Sometimes adapting someone else's pattern or tutorial to get exactly what you are looking for is a cinch.
Sometimes, not so much.
As I mentioned in my previous post, I'm embarking on a project based on Little Miss Shabby's Hugs & Kisses block tutorial. However, I needed to adjust the tutorial ever so slightly for 2 main reasons, both based in the fact that I am using clothes and ties for the blocks: her technique creates WAY too much waste if one has a finite amount of material to use; since I'm using ties for the accent strips, I can't cut full squares for that .75" strip just to throw out the rest.
So I did some test runs.
Starting with that same 5" square for the main part of the block unit I tested combining the accent strip and corner triangles a little differently. Just guessing at appropriate dimensions, I cut a rectangle of what would become the accent strips. I think I started with a 2.5" x 5" rectangle. Then taking a 2.5" square for the corners, I cut it once on the diagonal and placed a triangle centered on each of the long sides of the rectangle, stitching each down 1/4" from the edge. Pressed them out and trimmed so that I had a square measuring about 3.5" (I think).

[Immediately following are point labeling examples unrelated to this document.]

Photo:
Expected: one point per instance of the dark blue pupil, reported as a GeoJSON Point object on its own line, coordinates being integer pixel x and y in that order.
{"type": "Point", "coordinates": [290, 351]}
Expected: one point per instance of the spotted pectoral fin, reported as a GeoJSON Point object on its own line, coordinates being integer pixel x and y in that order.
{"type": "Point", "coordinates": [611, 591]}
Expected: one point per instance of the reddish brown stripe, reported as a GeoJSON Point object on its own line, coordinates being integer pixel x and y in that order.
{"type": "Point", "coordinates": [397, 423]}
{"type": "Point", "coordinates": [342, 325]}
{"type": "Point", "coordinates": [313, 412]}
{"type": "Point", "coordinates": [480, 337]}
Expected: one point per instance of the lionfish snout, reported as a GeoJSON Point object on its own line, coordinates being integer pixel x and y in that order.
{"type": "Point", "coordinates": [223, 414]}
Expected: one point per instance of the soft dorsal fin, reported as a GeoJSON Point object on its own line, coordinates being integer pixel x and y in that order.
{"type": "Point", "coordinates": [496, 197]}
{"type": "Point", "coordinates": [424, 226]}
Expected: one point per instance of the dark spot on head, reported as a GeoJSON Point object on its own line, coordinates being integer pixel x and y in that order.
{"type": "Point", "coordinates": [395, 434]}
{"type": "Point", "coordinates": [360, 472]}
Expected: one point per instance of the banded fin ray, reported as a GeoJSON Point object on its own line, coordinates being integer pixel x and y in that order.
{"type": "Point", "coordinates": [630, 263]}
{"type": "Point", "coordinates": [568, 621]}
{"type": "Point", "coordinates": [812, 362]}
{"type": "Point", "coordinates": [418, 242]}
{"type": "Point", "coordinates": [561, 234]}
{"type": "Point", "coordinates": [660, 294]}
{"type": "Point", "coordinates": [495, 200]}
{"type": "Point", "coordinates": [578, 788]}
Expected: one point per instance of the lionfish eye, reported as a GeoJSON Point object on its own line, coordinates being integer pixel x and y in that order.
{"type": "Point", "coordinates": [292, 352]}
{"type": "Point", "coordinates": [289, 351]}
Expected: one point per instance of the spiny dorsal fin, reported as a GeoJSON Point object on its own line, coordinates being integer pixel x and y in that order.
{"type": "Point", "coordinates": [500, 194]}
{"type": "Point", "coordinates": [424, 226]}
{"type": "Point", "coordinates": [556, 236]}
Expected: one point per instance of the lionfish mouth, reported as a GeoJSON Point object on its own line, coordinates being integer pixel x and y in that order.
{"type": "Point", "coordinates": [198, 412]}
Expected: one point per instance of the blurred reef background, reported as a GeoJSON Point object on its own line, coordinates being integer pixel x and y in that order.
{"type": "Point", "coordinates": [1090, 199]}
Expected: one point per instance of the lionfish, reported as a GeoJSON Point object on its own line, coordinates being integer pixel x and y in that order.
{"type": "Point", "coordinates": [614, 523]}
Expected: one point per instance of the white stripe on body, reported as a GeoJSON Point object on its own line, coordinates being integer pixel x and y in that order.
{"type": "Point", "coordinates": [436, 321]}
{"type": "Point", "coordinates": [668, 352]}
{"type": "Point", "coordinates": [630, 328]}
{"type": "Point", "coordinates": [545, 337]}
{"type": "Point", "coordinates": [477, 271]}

Instead of lining up the pieced square exactly with the raw edge of the base, I offset it by approximately 1/4" so that I could use both sides of that block equally. However, something in the "approximately" made for less-than-uniform outcomes. In 3 test blocks I did with stash fabrics, each containing 2 corner units, I think I had at least 3 different widths of accent strips show up.
But each of this little testers added up did exactly what they were intended to do – help me figure out a formula by which to cut and piece the blocks for the memory quilt. So I got bold and started cutting into the clothing my aunt sent me last week. And voila! The first 4 completed units!
In a few days I'll try to publish a post that illustrates how I ended up making these guys and shows how I worked with the shirts and ties to make them usable yardage (not quite as adeptly as the inspiring Luke Haynes!), but for now I'll just say I think I found my groove. Which is good since I have lots more of these to do!